Paste directly into the wp_users.user_pass column (e.g. via phpMyAdmin). Valid on all WordPress versions; WP 6.8+ upgrades it to bcrypt on the next login.

Runs entirely in your browser

This tool sends nothing to a server. Password and hash are generated locally with your browser's Web Crypto API and are never stored or transmitted.

What is the WordPress hash for?

WordPress never stores passwords in plain text – it stores a hash in the wp_users.user_pass database column. If you've lost dashboard access (forgotten password, broken email delivery, hacked site), you can recover by setting the hash directly in the database.

Copy the $P$ value generated below and set it as the user_pass value of your user in phpMyAdmin (or via SQL). Then log in with the plain-text password.

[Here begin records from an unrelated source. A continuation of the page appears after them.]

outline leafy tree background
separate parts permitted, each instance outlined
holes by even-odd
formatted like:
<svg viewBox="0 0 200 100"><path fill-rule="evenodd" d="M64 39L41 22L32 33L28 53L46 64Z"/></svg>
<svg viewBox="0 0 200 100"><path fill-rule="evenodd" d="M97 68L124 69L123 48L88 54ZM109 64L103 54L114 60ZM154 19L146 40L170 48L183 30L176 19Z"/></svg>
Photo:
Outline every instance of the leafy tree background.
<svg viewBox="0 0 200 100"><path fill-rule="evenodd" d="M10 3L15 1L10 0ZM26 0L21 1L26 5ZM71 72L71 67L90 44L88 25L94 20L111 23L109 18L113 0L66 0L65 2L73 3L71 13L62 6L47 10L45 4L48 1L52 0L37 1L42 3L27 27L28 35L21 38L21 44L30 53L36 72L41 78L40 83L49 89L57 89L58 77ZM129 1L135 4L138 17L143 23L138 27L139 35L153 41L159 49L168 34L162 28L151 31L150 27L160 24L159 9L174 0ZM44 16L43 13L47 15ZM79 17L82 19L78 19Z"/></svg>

UPDATE wp_users SET user_pass = '$P$…' WHERE user_login = 'admin';

Why a strong WordPress password matters

Compromised credentials are one of the most common ways WordPress sites get hacked. Bots hammer /wp-login.php around the clock with default and dictionary passwords.

A random password of at least 16 characters mixing upper/lowercase letters, numbers and symbols makes brute-force practically hopeless. Use a unique password per account and a password manager – and enable two-factor authentication.

FAQ

Frequently asked questions

01Is the generator secure?

Yes. Password and hash are created exclusively in your browser (Web Crypto API). There is no server endpoint; nothing is transmitted or stored.

02What is the WordPress hash ($P$…)?

It's the phpass "portable hash" WordPress itself uses (MD5-based, 8192 rounds). The value fits exactly into the wp_users.user_pass column and is what WordPress expects when checking a password.

03How do I set the password directly in the database?

Copy the $P$ hash, open phpMyAdmin (or your DB), and set the user_pass field of your user in the wp_users table to this value. Then log in with the plain-text password.

04Does the hash work on all WordPress versions?

Yes. The $P$ hash is accepted by all WordPress versions. From WordPress 6.8 it is automatically upgraded to bcrypt on the next successful login.

05Are my passwords stored?

No. The tool is fully client-side – whatever you generate or enter stays on your device.